新約聖書のルカによる福音書は、マリアが、ガブリエルという天使から、イエスを身ごもったことを告げられたと物語っています。その物語は、全体としては、一人の少女が偉大な神の子を宿すという奇跡を語っているのですけれども、でもその奇跡は喜びだけに満たされた奇跡ではありません。物語の中では、天使が語る言葉に戸惑うマリアが、どうにかこうにかやっとの思いで口を開いてこう言います。「どうして、そのようなことがありえましょうか。わたしは男の人を知りませんのに」(ルカ1章34節、以降すべて『新共同訳』から引用)。これは、マリアの怖れと不安を描き出す言葉だと思います。マリアにはヨセフという、いいなずけがいるのにもかかわらず、そのヨセフがイエスの父親ではないんだよと天使に言われているからです。

マリアのそんな怖れと不安を、マタイによる福音書がさらにはっきり語っています。マリアのいいなずけのヨセフが、「正しい人であったので、マリアが身ごもったことを知ったヨセフが、マリアのことを表ざたにするのを望まず、ひそかに縁を切ろうと決心した」とマタイ福音書は語るのです(1章19節)。「正しい」というのがどういうことなのか、はっきりと語られてはいません。でも、ヨセフはたぶん面倒に巻き込まれるのがイヤだったんじゃないかと想像します。少なくとも、マリアに寄り添うような姿勢を、マタイ福音書のヨセフにうかがうことはできません。
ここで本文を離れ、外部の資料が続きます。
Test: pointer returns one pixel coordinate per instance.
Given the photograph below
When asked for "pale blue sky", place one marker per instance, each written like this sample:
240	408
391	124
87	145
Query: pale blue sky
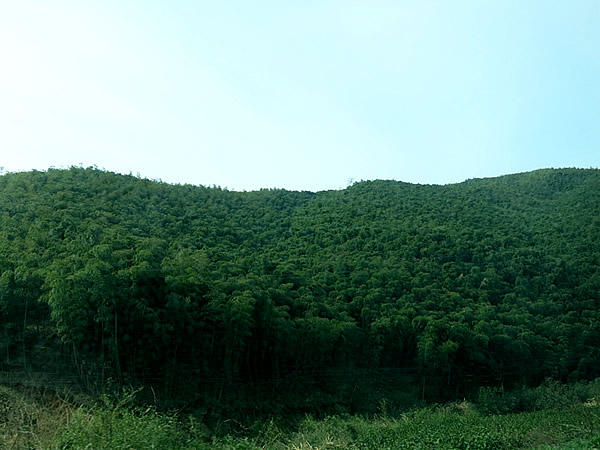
300	94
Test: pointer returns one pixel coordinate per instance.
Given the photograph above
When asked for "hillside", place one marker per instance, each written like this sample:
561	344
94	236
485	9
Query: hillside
486	282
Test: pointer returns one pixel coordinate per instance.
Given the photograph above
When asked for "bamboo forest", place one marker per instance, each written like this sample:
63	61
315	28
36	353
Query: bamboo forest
279	307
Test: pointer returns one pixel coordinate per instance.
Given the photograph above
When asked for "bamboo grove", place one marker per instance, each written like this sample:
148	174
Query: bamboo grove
486	282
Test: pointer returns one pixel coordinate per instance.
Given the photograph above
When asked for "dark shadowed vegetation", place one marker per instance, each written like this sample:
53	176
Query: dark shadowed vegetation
247	305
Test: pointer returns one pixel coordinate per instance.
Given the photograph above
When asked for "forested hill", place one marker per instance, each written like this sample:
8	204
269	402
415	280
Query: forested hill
481	282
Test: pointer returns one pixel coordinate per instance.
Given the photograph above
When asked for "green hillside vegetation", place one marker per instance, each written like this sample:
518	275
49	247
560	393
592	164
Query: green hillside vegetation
272	301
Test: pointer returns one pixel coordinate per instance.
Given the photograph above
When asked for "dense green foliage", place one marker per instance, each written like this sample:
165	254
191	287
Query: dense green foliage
201	291
559	417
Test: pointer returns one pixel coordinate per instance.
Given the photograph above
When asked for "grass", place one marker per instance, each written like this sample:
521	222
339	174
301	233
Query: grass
34	420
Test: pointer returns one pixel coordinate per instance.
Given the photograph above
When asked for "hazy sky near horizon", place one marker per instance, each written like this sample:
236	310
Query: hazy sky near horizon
302	95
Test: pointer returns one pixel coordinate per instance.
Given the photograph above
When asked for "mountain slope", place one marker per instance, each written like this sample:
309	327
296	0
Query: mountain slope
482	282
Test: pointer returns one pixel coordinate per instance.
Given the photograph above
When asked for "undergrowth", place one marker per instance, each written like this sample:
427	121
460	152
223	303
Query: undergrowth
558	417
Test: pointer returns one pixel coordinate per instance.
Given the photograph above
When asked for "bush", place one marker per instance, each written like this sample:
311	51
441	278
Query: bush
119	425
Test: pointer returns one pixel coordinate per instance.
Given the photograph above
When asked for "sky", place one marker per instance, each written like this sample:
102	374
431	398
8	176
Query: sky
300	94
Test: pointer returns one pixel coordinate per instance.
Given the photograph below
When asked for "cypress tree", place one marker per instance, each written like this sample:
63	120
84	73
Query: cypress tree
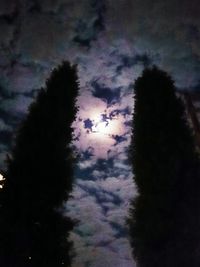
165	216
39	178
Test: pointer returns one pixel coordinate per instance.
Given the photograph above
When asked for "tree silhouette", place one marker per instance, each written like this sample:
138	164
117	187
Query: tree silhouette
39	178
165	216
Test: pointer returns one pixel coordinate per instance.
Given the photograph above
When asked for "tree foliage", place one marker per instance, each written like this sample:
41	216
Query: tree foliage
40	177
165	216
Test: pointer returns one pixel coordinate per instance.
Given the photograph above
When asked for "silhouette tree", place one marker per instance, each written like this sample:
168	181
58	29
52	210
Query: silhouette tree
165	216
39	178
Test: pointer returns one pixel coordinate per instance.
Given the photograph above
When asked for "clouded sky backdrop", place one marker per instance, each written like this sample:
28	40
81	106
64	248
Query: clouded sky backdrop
111	41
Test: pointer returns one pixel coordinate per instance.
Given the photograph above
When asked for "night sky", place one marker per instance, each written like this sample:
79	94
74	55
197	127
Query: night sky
111	41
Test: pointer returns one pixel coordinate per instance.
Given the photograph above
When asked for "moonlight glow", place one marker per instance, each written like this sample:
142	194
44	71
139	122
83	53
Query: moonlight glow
103	126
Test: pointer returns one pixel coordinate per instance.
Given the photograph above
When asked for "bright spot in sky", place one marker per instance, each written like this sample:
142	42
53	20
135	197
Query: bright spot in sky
103	125
1	181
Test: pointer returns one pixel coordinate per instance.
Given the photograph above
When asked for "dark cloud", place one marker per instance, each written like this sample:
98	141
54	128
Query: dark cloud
130	61
110	96
87	30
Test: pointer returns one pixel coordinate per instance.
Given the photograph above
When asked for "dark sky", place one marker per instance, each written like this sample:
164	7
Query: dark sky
112	41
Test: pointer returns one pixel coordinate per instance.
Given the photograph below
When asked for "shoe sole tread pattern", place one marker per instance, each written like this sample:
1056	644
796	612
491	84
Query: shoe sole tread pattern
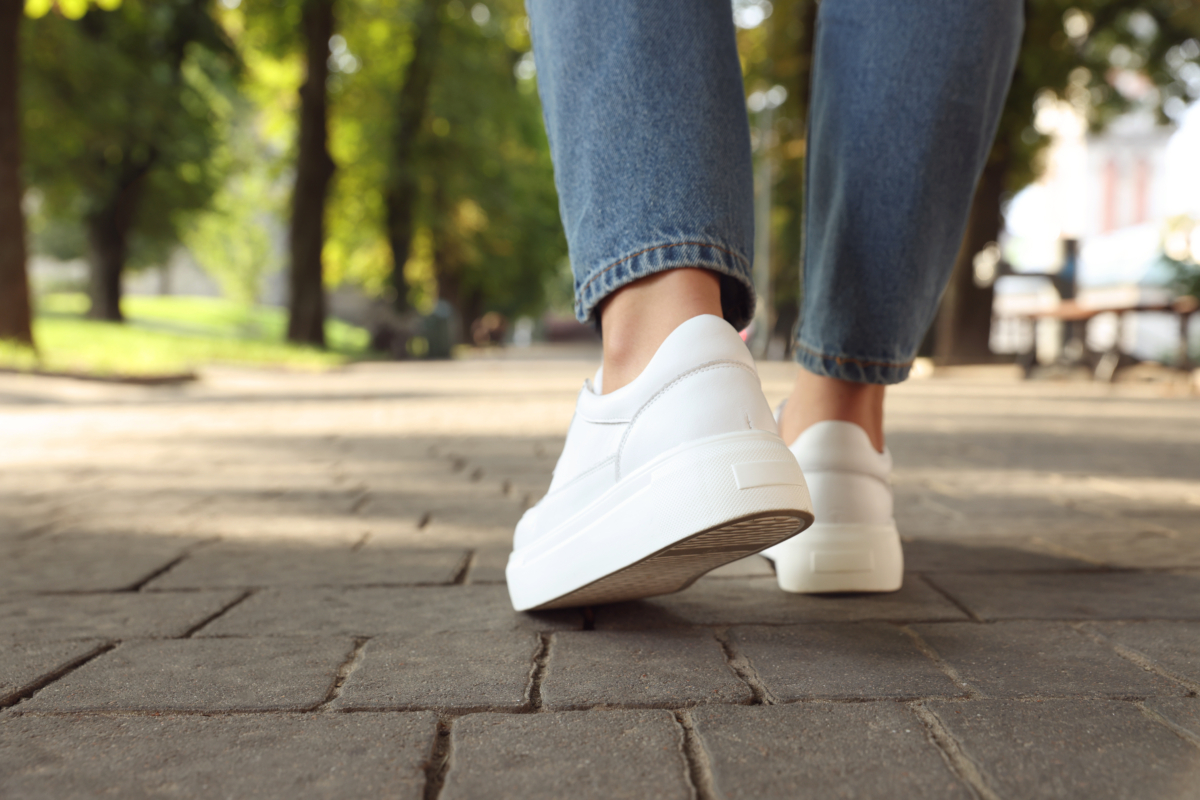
681	564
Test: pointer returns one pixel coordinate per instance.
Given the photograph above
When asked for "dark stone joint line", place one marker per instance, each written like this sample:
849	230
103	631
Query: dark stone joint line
24	692
219	614
952	599
439	759
353	660
745	672
463	570
538	672
941	663
700	769
958	762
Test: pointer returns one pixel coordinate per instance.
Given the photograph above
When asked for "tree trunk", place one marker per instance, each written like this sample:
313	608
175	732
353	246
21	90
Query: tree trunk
315	168
16	320
108	235
411	107
964	320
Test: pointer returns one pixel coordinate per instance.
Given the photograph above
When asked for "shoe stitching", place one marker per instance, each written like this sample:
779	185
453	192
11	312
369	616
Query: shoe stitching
703	367
594	468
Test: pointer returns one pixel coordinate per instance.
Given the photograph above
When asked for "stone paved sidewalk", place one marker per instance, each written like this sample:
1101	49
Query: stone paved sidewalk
291	585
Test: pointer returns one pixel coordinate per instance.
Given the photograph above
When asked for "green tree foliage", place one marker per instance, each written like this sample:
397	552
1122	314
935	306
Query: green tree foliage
121	130
487	235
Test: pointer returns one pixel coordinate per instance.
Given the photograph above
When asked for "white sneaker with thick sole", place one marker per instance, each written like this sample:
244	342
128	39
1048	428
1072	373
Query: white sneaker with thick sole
855	545
661	481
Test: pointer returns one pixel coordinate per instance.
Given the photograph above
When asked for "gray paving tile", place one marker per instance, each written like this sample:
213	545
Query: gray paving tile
23	663
633	668
1075	596
83	561
118	615
1173	647
840	661
375	611
748	601
270	756
822	750
629	755
1036	659
1071	749
463	672
252	564
987	555
286	674
1180	711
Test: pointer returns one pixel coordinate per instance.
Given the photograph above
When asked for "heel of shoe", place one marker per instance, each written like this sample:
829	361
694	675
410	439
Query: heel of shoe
832	558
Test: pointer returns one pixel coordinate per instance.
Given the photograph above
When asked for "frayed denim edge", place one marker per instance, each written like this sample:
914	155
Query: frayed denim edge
651	260
861	371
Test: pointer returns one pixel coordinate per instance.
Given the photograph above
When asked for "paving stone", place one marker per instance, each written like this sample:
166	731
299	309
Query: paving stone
1071	749
286	674
631	668
461	672
576	755
988	555
245	564
1027	659
822	750
269	756
747	601
1075	596
23	663
121	615
371	612
1173	647
840	661
1183	713
96	561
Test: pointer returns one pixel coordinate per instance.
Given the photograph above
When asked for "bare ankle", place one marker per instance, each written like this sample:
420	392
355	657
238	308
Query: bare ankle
816	398
637	318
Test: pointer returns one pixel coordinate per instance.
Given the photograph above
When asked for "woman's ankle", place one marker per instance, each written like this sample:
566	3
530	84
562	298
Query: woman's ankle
637	318
817	398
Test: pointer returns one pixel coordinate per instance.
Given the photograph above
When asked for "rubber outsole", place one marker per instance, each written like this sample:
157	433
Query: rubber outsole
679	565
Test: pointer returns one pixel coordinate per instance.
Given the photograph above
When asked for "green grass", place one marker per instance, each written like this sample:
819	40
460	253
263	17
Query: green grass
171	335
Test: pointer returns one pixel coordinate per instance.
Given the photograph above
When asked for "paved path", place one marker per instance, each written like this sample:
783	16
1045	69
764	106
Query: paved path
291	585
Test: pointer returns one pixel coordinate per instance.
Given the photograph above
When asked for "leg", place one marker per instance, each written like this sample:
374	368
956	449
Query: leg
906	100
647	126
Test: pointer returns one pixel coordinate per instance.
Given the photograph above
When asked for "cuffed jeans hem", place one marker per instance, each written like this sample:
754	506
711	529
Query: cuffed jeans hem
859	371
737	289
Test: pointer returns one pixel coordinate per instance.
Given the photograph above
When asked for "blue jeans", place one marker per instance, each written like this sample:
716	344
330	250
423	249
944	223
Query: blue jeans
647	124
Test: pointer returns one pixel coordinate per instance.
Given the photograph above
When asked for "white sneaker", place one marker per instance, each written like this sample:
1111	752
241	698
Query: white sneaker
855	545
660	481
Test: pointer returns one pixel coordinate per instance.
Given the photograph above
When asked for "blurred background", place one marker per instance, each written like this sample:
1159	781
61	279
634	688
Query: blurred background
307	182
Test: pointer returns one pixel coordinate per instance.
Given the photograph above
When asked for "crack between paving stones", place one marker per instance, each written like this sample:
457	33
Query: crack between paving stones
952	599
460	576
538	672
745	672
1137	657
1177	729
941	663
169	565
29	690
217	615
700	768
438	763
958	762
343	673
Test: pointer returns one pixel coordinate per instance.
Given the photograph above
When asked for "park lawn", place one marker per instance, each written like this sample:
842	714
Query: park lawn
168	335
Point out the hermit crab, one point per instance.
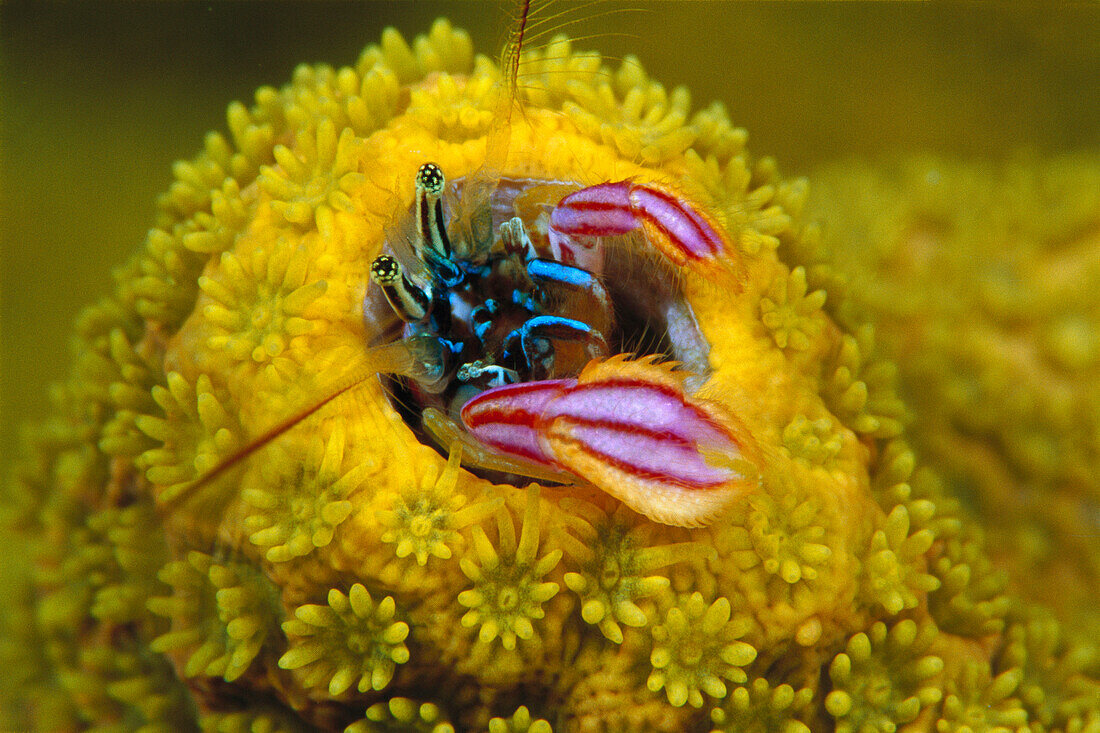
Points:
(517, 335)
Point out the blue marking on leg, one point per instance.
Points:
(550, 271)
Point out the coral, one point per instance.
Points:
(816, 442)
(970, 600)
(292, 517)
(633, 115)
(979, 277)
(427, 521)
(789, 313)
(222, 614)
(196, 431)
(260, 305)
(402, 714)
(695, 648)
(318, 171)
(235, 523)
(350, 642)
(1058, 677)
(884, 677)
(519, 722)
(507, 590)
(976, 702)
(895, 575)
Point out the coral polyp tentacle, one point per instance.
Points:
(507, 589)
(351, 642)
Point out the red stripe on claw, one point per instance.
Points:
(681, 232)
(507, 417)
(629, 428)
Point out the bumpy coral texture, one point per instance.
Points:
(981, 280)
(348, 577)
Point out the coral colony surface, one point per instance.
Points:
(375, 568)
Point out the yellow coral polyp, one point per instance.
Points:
(196, 430)
(350, 642)
(427, 520)
(895, 576)
(760, 708)
(403, 713)
(293, 517)
(260, 304)
(615, 561)
(319, 171)
(221, 612)
(884, 678)
(507, 590)
(695, 648)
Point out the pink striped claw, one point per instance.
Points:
(627, 427)
(683, 233)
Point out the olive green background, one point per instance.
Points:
(98, 100)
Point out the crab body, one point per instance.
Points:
(523, 332)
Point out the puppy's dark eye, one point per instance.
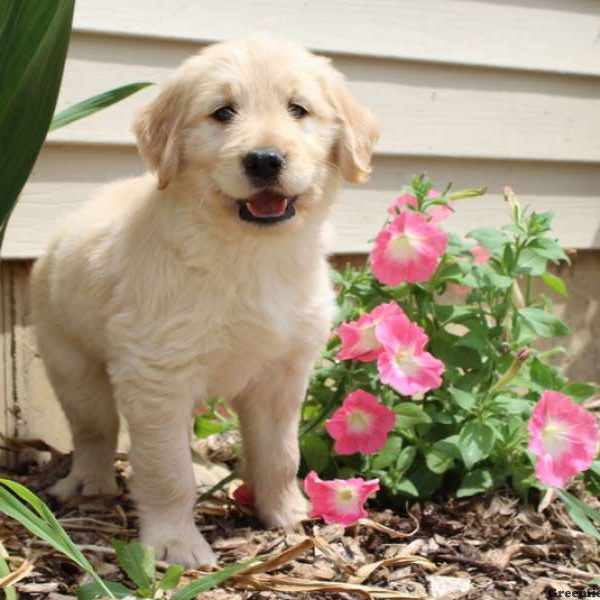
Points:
(224, 114)
(297, 111)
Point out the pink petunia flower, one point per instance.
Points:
(564, 436)
(407, 250)
(338, 500)
(435, 214)
(404, 364)
(361, 424)
(358, 337)
(243, 495)
(480, 254)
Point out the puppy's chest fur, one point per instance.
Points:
(221, 330)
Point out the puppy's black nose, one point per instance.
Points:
(263, 165)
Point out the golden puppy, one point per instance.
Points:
(207, 279)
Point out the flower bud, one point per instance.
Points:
(520, 357)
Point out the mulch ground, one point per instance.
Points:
(482, 548)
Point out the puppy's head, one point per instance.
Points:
(262, 128)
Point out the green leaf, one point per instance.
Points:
(475, 482)
(443, 346)
(388, 454)
(475, 442)
(9, 590)
(531, 263)
(542, 374)
(137, 562)
(204, 584)
(547, 248)
(89, 591)
(92, 105)
(555, 283)
(440, 457)
(171, 577)
(580, 391)
(539, 222)
(40, 521)
(410, 414)
(425, 481)
(315, 452)
(492, 240)
(34, 37)
(408, 488)
(204, 426)
(542, 323)
(405, 459)
(465, 400)
(581, 514)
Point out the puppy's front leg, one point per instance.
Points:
(269, 414)
(163, 484)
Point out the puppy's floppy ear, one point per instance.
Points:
(158, 132)
(358, 134)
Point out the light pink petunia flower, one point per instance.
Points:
(407, 250)
(435, 214)
(404, 364)
(361, 424)
(564, 436)
(338, 500)
(480, 254)
(358, 337)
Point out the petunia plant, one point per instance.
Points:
(434, 368)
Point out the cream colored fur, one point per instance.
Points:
(156, 296)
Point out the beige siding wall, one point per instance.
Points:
(477, 92)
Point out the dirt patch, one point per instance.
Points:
(484, 548)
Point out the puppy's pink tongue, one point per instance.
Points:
(267, 204)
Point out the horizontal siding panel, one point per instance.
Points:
(571, 191)
(424, 110)
(545, 35)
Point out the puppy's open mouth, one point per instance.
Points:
(267, 206)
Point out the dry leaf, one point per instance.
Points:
(439, 587)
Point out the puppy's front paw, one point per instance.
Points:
(185, 547)
(284, 510)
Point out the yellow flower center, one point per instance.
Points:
(404, 360)
(404, 247)
(345, 499)
(358, 421)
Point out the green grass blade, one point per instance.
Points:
(171, 577)
(42, 523)
(89, 591)
(33, 45)
(10, 592)
(95, 103)
(204, 584)
(137, 562)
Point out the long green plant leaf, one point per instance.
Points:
(208, 582)
(95, 103)
(24, 506)
(34, 37)
(9, 591)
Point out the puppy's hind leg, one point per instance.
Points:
(84, 391)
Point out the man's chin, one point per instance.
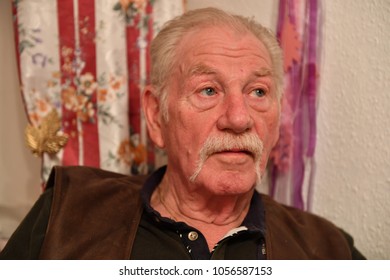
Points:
(227, 182)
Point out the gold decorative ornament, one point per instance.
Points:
(46, 137)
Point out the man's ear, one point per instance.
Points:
(151, 108)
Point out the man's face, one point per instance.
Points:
(222, 87)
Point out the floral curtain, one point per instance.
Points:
(82, 66)
(292, 171)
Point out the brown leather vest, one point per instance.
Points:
(95, 215)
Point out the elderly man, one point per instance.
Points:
(214, 106)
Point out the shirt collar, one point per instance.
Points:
(254, 220)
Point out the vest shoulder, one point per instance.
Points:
(297, 234)
(89, 177)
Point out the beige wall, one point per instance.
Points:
(352, 183)
(352, 186)
(19, 171)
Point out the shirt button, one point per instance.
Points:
(193, 235)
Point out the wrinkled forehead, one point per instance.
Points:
(223, 43)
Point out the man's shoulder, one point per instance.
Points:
(90, 177)
(294, 233)
(295, 215)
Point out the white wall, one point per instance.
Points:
(352, 186)
(19, 170)
(353, 152)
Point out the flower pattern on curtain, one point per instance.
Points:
(83, 64)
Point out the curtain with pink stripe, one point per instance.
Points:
(293, 168)
(82, 67)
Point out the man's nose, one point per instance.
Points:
(236, 115)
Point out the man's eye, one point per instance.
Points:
(208, 91)
(259, 92)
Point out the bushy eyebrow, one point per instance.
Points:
(203, 69)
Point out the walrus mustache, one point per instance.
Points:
(247, 142)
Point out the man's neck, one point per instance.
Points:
(213, 215)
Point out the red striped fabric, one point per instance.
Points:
(90, 133)
(67, 57)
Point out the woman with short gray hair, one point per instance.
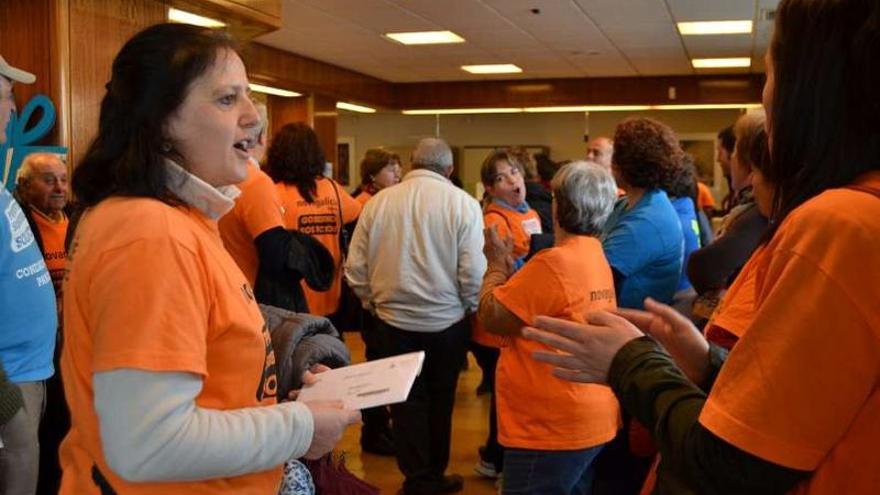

ルカとマタイの語るイエスの誕生物語から、はっきり読み取ることができるのは、やっぱりマリアの怖れと不安だと思います。マリアは、いいなずけのヨセフにさえ、身ごもったことを素直に喜んでもらえないのです。ただでさえ、この先、赤ちゃんが生まれるまでをどう生きればいいのか、無事赤ちゃんを産むことが自分にできるのか、そんな不安があるのかもしれません。それなのに、いいなずけのヨセフは、マリアに起こったことを「正しい」とは思っていないのです。赤ちゃんが無事生まれたとしても誰とどう育てて行けばよいのか、「正しく」ないことをしたと思われている自分はこの先生きていてよいのだろうかとさえ思う、そういう恐れがマリアを襲っているということを物語は語っているんだと思います。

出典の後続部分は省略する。